Le feuilleton politique du Brexit
Le feuilleton du Brexit est le dernier exemple en date de la manière dont fonctionnent les institutions politiques anglaises avec la particularité, il est vrai, d’un scénario « abracadabrantesque » : un projet d’accord de retrait conclu avec Bruxelles après dix-sept mois d’âpres négociations qui est présenté trois fois et rejeté autant de fois par la Chambre des Communes, une Première Ministre qui survit à une motion de défiance introduite par les membres de son propre parti, une opposition travailliste qui réclame la démission du gouvernement et la tenue d’élections législatives anticipées à chaque session parlementaire, douze options alternatives présentées par des parlementaires de tous bords et toutes rejetées par les parlementaires eux-mêmes, Theresa May qui propose sa démission mais qui reste en place, le Speaker John Bercow qui interdit au gouvernement de remettre au vote un même texte sur base d’une règle datant de 1604 (!), plus de 500 heures consacrées au Brexit par la Chambre des communes, etc. La mécanique des contre-pouvoirs, indispensable dans une démocratie, empêche le pouvoir en place de dériver vers un pouvoir absolu et rend nécessairement le temps long.
Quelles leçons faut-il tirer du Brexit ?
Le feuilleton politique du Brexit touche maintenant à sa fin. Theresa May, politiquement essorée, a réussi avec le soutien tacite du chef de l’opposition travailliste Jeremy Corbyn et celui explicite des dirigeants européens, à porter un coup probablement décisif aux Brexiters les plus durs du parti conservateur. La sortie de route tant redoutée par le personnel politique anglais, le « no deal », semble écartée et l’accord négocié avec Bruxelles la seule et unique alternative. Les Brexiters durs ont désormais le choix entre signer l’accord négocié ou leur déroute annoncée aux élections européennes au Royaume-Uni et la probable tenue d’élections législatives anticipées dans la foulée.

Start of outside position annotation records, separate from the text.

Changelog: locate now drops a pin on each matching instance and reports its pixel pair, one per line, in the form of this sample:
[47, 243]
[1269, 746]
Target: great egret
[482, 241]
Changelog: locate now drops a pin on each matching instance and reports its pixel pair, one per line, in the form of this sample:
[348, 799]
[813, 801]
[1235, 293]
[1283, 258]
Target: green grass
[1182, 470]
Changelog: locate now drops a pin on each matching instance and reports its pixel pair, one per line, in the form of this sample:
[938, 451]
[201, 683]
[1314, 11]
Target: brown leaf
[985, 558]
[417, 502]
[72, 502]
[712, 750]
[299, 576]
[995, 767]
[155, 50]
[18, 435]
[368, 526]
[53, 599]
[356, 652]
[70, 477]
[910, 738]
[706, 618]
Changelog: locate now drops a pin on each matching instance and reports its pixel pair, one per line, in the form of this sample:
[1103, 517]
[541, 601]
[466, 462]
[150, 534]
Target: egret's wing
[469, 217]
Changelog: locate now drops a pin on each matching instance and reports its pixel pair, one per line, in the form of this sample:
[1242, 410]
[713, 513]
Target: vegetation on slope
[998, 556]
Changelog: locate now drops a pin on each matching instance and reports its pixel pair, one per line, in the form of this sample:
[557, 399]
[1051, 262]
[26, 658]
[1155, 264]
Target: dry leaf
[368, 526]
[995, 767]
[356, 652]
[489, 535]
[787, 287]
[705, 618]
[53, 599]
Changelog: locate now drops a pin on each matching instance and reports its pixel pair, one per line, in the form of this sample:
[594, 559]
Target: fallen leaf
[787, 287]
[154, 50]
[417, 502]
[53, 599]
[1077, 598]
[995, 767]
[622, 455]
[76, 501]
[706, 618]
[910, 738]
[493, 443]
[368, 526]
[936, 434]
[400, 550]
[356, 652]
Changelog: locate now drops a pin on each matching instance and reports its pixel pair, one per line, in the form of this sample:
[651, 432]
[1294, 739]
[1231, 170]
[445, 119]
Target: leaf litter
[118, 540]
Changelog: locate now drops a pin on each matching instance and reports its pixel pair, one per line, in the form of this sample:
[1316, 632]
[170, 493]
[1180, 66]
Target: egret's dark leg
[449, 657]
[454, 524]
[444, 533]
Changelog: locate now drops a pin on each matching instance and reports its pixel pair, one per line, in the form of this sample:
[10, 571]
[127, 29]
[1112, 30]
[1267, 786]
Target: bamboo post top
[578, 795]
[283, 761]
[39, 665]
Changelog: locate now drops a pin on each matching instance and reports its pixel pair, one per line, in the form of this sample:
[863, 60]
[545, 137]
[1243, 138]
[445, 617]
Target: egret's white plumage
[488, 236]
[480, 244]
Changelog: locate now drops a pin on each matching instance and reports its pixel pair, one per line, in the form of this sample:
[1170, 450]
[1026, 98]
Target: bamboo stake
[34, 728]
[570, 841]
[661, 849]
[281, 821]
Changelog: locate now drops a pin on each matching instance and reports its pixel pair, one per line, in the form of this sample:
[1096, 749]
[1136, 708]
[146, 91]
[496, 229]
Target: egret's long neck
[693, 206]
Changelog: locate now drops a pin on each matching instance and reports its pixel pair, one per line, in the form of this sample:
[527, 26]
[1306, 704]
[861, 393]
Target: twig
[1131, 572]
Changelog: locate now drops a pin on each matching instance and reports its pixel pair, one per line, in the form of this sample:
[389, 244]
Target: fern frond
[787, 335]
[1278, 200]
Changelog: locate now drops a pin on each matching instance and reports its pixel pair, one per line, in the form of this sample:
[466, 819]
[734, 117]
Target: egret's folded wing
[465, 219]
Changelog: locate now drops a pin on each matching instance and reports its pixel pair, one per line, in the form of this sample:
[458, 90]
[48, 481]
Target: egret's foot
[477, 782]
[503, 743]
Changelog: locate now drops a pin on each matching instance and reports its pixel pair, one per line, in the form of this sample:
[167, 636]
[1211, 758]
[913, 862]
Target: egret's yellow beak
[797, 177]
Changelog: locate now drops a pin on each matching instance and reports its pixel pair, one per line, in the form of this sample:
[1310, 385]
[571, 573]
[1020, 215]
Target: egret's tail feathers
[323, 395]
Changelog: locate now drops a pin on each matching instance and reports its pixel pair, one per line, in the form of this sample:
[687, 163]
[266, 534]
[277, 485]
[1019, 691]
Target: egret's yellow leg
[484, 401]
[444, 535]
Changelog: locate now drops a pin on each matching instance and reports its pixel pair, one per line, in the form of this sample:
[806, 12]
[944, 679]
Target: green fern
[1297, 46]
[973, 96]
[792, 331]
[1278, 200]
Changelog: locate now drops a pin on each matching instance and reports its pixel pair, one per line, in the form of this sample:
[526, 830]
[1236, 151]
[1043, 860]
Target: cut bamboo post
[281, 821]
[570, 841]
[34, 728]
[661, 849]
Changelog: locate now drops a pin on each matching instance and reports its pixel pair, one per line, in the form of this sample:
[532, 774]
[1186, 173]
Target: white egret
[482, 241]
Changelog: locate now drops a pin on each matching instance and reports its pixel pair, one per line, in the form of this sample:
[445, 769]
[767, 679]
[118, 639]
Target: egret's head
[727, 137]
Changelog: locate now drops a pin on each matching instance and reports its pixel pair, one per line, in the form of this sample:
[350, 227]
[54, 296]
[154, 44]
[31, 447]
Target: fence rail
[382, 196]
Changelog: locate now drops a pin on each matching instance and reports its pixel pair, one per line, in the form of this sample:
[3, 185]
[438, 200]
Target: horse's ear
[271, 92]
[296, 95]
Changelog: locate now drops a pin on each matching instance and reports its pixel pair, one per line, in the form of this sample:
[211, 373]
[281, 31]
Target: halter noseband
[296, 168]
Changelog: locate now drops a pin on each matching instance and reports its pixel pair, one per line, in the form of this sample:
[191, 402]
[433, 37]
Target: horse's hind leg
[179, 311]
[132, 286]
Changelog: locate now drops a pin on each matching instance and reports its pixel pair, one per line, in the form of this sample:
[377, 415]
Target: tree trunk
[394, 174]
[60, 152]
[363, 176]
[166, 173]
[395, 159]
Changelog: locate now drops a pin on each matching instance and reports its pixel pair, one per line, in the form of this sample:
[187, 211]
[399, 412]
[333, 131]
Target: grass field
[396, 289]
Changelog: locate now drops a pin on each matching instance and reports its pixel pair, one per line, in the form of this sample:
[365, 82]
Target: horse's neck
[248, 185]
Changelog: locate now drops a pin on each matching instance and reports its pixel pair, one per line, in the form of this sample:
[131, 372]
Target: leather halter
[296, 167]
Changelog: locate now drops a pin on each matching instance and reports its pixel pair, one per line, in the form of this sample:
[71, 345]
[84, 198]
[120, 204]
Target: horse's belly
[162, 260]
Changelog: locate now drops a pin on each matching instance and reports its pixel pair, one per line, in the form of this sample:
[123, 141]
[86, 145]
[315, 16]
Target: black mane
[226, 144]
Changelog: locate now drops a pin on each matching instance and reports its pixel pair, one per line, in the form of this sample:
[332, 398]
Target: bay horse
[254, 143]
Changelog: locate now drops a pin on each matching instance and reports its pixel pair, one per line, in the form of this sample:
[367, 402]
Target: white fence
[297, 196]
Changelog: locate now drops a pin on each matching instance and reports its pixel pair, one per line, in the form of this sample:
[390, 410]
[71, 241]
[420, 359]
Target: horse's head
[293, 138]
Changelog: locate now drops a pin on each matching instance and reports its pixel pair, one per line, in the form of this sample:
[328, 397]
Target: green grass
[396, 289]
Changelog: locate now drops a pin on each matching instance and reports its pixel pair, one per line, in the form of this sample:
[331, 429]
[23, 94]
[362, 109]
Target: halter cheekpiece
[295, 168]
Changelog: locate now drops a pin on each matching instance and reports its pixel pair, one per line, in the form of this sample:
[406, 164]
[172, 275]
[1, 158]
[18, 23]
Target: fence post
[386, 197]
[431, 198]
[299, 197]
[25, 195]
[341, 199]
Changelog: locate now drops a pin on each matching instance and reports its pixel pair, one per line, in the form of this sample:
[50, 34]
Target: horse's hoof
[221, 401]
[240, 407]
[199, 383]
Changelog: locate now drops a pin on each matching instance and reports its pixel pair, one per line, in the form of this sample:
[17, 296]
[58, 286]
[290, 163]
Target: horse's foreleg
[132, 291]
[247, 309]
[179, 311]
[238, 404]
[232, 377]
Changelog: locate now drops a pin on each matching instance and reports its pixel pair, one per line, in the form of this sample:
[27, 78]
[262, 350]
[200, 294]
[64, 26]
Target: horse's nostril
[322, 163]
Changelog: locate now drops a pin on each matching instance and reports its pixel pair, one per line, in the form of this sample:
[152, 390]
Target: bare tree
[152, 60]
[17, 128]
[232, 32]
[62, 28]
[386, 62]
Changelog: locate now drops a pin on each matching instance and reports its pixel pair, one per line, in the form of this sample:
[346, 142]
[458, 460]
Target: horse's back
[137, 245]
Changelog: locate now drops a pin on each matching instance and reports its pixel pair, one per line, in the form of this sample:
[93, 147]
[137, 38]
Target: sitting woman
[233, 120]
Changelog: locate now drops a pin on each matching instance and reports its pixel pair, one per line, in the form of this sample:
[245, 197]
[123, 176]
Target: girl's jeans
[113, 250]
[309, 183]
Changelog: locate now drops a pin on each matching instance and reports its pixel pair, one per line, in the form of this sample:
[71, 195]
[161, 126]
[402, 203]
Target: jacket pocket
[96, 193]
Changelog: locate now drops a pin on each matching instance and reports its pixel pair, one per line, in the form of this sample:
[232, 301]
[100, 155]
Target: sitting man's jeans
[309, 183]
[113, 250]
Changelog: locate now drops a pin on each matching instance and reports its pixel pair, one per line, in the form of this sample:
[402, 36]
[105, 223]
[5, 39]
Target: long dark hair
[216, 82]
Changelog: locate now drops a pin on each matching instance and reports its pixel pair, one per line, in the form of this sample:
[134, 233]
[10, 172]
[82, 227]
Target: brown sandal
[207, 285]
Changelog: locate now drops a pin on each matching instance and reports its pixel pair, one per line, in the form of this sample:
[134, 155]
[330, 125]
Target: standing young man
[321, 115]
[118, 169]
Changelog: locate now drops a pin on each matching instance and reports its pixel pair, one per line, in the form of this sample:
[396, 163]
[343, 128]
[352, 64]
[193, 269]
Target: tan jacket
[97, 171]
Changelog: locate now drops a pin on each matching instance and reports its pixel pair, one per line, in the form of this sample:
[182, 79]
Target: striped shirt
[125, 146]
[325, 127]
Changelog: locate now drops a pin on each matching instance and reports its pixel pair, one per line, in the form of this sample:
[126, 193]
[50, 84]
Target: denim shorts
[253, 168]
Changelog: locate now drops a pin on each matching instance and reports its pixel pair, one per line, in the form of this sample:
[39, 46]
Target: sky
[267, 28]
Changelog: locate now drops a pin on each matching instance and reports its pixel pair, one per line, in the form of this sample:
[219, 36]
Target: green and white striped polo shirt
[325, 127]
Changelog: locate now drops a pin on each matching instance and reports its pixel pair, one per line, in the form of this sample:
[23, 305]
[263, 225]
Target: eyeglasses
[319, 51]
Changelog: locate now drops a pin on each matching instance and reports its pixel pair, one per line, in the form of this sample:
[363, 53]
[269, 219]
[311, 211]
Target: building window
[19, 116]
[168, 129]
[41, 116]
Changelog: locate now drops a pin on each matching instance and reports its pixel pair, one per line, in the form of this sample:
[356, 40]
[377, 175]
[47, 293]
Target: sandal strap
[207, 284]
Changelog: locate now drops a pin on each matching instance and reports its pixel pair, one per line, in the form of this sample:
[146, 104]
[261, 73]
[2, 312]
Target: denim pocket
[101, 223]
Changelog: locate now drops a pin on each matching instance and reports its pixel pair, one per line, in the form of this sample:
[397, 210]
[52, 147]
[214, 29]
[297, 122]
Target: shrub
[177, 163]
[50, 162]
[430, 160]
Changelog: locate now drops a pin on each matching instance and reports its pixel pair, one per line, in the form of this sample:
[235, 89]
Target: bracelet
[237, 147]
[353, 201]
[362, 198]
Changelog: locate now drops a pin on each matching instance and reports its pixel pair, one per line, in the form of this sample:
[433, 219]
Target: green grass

Le résultat du référendum de 2016 a failli enrayer toute la mécanique institutionnelle anglaise. Le pouvoir politique, mis un temps K.O. par la décision de la population britannique de sortir de l’Union Européenne a finalement réussi à relever le défi qui lui avait été imposé tout en évitant le chaos et ce, par la grâce des règles du jeu politique de la démocratie anglaise. Une Europe très politique vient également d’émerger. La manière dont les principaux acteurs européens (le commissaire Michel Barnier, le Président du Conseil Donald Tusk et le président de la Commission Jean-Claude Juncker) ont géré le Brexit depuis trois ans démontre que l’Europe politique que d’aucuns disaient moribonde vient de franchir un cap très important.
En revanche il n’est pas du tout certain que la population britannique sortira gagnante de ce capharnaüm. Le référendum que certains présentent comme étant la quintessence de la démocratie est en réalité une bombe à fragmentation qui a pour principal résultat non pas de refléter l’opinion de la population d’un pays mais de la déchirer durablement en deux.